La campagne a été également marquée par les appels du pied au FN de figures "sarkozystes", comme l'ex-ministre Nadine Morano, qui n'en a pas recueilli les fruits puisqu'elle a été battue en Meurthe-et-Moselle. Le député sortant de Loire-Atlantique Philippe Boënnec, qui avait mis en avant des "valeurs communes avec le FN", a été battu.

L'ancien ministre de l'Economie François Baroin s'est insurgé lundi contre le glissement droitier de l'UMP, illustrée par la campagne présidentielle de Nicolas Sarkozy, rappelant que l'UMP, "c'est le refus des extrêmes".

Cet ex-chiraquien n'a pas exclu de briguer la présidence de l'UMP si ses idées n'étaient "pas reprises".

"Quand j'ai entendu certains dire qu'ils avaient des valeurs (communes) avec le Front national et de la sympathie pour Marine Le Pen, mais c'est quoi la prochaine étape ? On prend un verre, on se met à table et on discute ?", a-t-il dit sur RTL.
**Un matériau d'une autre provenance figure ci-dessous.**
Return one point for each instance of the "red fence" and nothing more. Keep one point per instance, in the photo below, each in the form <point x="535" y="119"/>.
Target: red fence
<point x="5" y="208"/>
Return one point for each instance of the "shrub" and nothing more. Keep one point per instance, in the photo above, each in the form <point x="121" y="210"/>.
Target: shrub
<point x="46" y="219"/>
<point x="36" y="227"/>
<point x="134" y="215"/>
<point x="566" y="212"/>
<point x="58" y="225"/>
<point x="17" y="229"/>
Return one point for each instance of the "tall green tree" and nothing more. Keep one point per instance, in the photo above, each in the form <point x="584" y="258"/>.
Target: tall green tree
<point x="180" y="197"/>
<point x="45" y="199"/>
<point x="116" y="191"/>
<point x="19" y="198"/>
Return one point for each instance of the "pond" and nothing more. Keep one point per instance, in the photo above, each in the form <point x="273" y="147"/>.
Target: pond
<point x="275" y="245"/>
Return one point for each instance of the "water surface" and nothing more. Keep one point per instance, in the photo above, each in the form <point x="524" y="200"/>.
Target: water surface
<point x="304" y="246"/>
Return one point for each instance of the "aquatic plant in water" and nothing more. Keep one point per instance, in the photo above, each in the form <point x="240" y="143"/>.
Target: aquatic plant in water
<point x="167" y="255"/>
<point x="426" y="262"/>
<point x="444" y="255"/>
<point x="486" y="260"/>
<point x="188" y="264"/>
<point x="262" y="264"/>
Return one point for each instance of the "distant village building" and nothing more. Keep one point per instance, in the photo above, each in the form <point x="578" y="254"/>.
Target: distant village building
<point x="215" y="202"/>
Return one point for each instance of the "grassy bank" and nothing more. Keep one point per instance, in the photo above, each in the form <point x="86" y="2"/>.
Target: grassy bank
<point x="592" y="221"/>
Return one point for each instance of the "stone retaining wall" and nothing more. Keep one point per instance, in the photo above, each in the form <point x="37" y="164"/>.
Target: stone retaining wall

"C'est même pas envisageable, ni de près ni de loin", a-t-il ajouté, tout en reconnaissant avoir soutenu la stratégie du "ni front républicain, ni Front national", qu'il ne juge plus "pertinente".

L'ex-ministre du Travail Xavier Bertrand, réélu dans l'Aisne, et la sénatrice UMP Chantal Jouanno ont également déploré une manque de fermeté sur les valeurs.

"Triste défaite sans appel qui sanctionne la stratégie de droitisation. Fin du silence sur la refondation mais opposition sans concession", écrivait Chantal Jouanno dès dimanche soir sur Twitter.

Dans les faits, le refus de consigne de vote pour arbitrer les 20 duels FN-PS du second tour n'a guère profité au FN puisque ses deux députés, Gilbert Collard et Marion Maréchal-Le Pen, ont été élus dans le cadre de triangulaires.

ÉCHEC DE LA DROITE POPULAIRE

En outre, le "front républicain" a fonctionné à Hénin-Beaumont (Pas-de-Calais), où Marine Le Pen a été battue sur le fil par le socialiste Philippe Kemel.

Les opposants au "ni ni", une stratégie déjà éprouvée aux cantonales de 2011, notent également que le collectif de la Droite populaire, qui représente l'aile droite de l'UMP et a donné le sentiment d'illustrer la porosité avec le FN, a subi une sévère défaite.

La moitié de ses membres n'ont pas été réélus, comme Christian Vanneste, Eric Raoult ou Jean-Paul Garraud, qui souhaitait le dialogue avec le FN.

Jean-François Copé, le secrétaire général de l'UMP, a contesté que l'échec de la droite parlementaire soit lié à une stratégie de droitisation et juge que l'UMP "n'a pas du tout explosé, est restée cohérente, soudée".

"Ce n'est pas mon point de vue, je ne suis pas sûr d'ailleurs que Chantal Jouanno soit tout à fait majoritaire sur cette thèse", a-t-il dit sur France Info.

Pour SOS Racisme, qui se félicite de la "cuisante et bienvenue défaite de Marine Le Pen", l'entrée de députés FN à l'Assemblée "doit faire réfléchir une droite républicaine dont une partie trop importante n'aura eu de cesse ces derniers mois de lancer des ponts idéologiques ou organisationnels à l'endroit de cette formation extrémiste."